In [18]:

    
%pylab inline
rcParams['figure.figsize'] = (10,6)
from scipy import interpolate
from lagranto import Tra
from mpl_toolkits.axes_grid1 import AxesGrid
import matplotlib.gridspec as gridspec
from mpl_toolkits.basemap import Basemap
from matplotlib.collections import LineCollection









    



Populating the interactive namespace from numpy and matplotlib






    



WARNING: pylab import has clobbered these variables: ['mean', 'std']
`%matplotlib` prevents importing * from pylab and numpy

Loading trajectories using Tra



In [2]:

    
filename = 'data/lsl_20070119_12_ana_48'
trajs = Tra(filename)
print trajs
print trajs.shape









    



         303 trajectories with 9 time steps. 
         Available fields: time/lon/lat/p/Q/RH/TH/PV/P/LABEL
         total duration: 2880.0 minutes
(303, 9)

Interpolate PV to evenly spaced pressure levels



In [3]:

    
ilevels = np.arange(200,1000,50)
nlev = len(ilevels)



In [4]:

    
def interp(pvalue, intvalue):
    interpfield = interpolate.interp1d(pvalue[::-1], intvalue[::-1], bounds_error=False)
    return interpfield(ilevels)



In [5]:

    
ntrajs = {}
variables = ['Q', 'RH', 'TH', 'PV']
for var in variables:
    ntrajs[var] = np.zeros((trajs.ntra, nlev))
for i, traj in enumerate(trajs):
    for var in variables:
        ntrajs[var][i, :] = interp(traj['P'], traj[var])

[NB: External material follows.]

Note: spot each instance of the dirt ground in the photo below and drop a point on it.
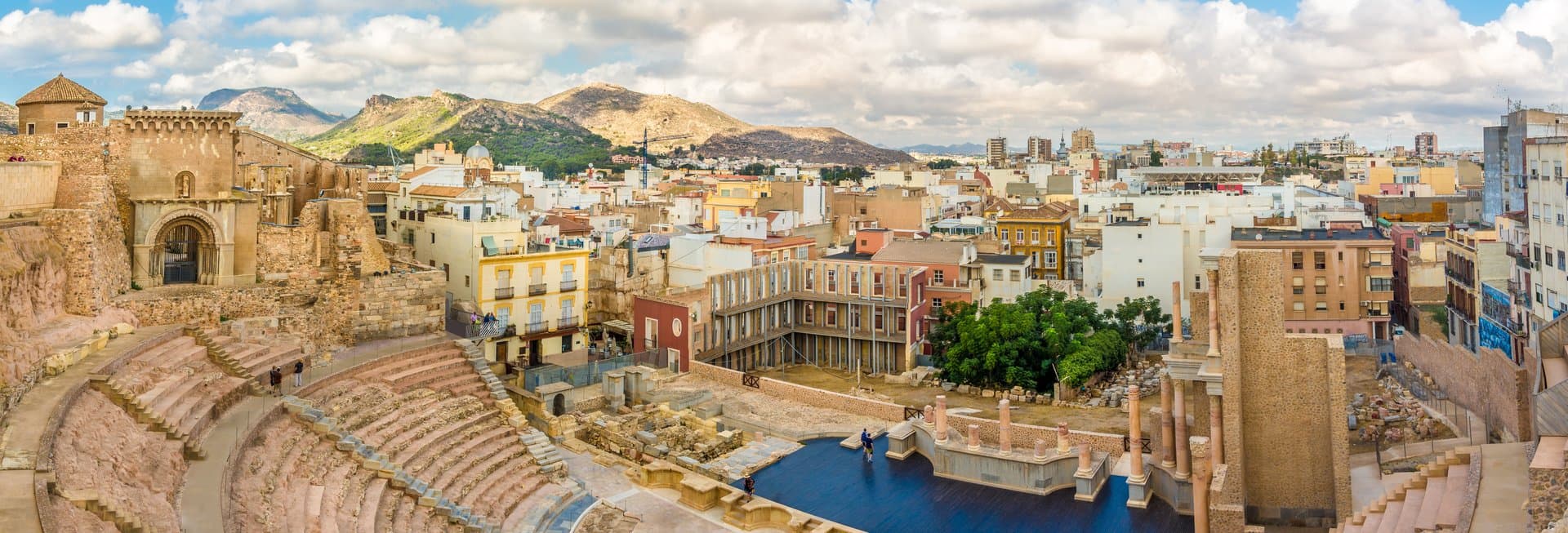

Plot the mean, mean + std, mean - std of PV interpolated on pressure levels



In [19]:

    
ax = subplot(111)
mean = np.nanmean(ntrajs['PV'], axis=0)
std = np.nanstd(ntrajs['PV'], axis=0)
pstd = mean + std
mstd = mean - std
_ = fill_between(ilevels, pstd, mstd, alpha=0.5, label='+/- standar deviation')
_ = plot(ilevels, np.nanmean(ntrajs['PV'], axis=0), 'r', label='mean')
_ = xticks(ilevels)
ax.invert_xaxis()
legend()









    Out[19]:





<matplotlib.legend.Legend at 0x7949f90>

Plot the same values for TH, RH, PV, Q in a 4x4 plot using AxesGrid



In [7]:

    
def plot_mean_std(pos, var):
    ax = subplot(pos)
    mean = np.nanmean(ntrajs[var], axis=0)
    std = np.nanstd(ntrajs[var], axis=0)
    pstd = mean + std
    mstd = mean - std
    mins = np.nanmin(mstd)
    maxs = np.nanmax(pstd)
    ax.set_title(var)
    _ = ax.fill_between(ilevels, pstd, mstd, alpha=0.5, label='+/- standar deviation')
    _ = ax.plot(ilevels, np.nanmean(ntrajs[var], axis=0), 'r', label='mean')
    _ = ax.set_xticks(ilevels)
    ax.invert_xaxis()
    legend()



In [8]:

    
fig = figure(figsize=(20,20))
grid = gridspec.GridSpec(2,2, wspace=0.1, hspace=0.1)
for box, var in zip(grid, variables):
    plot_mean_std(box, var)

Do a scatter plot of Q versus PV, with points colored by pressure



In [20]:

    
scatter(trajs['Q'], trajs['PV'], c=trajs['P'])
colorbar()









    Out[20]:





<matplotlib.colorbar.Colorbar instance at 0x81b6710>

Plot TH at each P level in the form of a boxplot



In [21]:

    
ax = subplot(111)
bplot = boxplot(ntrajs['TH'], sym='')
for line in bplot['medians']:
    line.set_color('k')
ax.set_xticklabels([str(level) for level in ilevels])
ax.invert_xaxis()

Plot the trajectories on a map



In [11]:

    
lllon,urlon = trajs['lon'].min(), trajs['lon'].max()
lllat,urlat = trajs['lat'].min(), trajs['lat'].max()
mapf = Basemap(llcrnrlon=lllon,llcrnrlat=lllat, urcrnrlon=urlon, urcrnrlat=urlat, resolution='i')



In [22]:

    
mapf.drawcoastlines()
mapf.plot(trajs['lon'].T, trajs['lat'].T, latlon=True, color='k')
title('Trajectories')









    Out[22]:





<matplotlib.text.Text at 0x584b210>

Plot the trajectories colored by pressure on a map



In [23]:

    
mapf.drawcoastlines()
for traj in trajs:
    points = np.array([traj['lon'], traj['lat']]).T.reshape(-1, 1, 2)
    segments = np.concatenate([points[:-1], points[1:]], axis=1)
    lc = LineCollection(segments, cmap=plt.get_cmap('Spectral'))
    lc.set_array(traj['P'])
    plt.gca().add_collection(lc)
colorbar(lc)









    Out[23]:





<matplotlib.colorbar.Colorbar instance at 0x9c47b90>



In [ ]: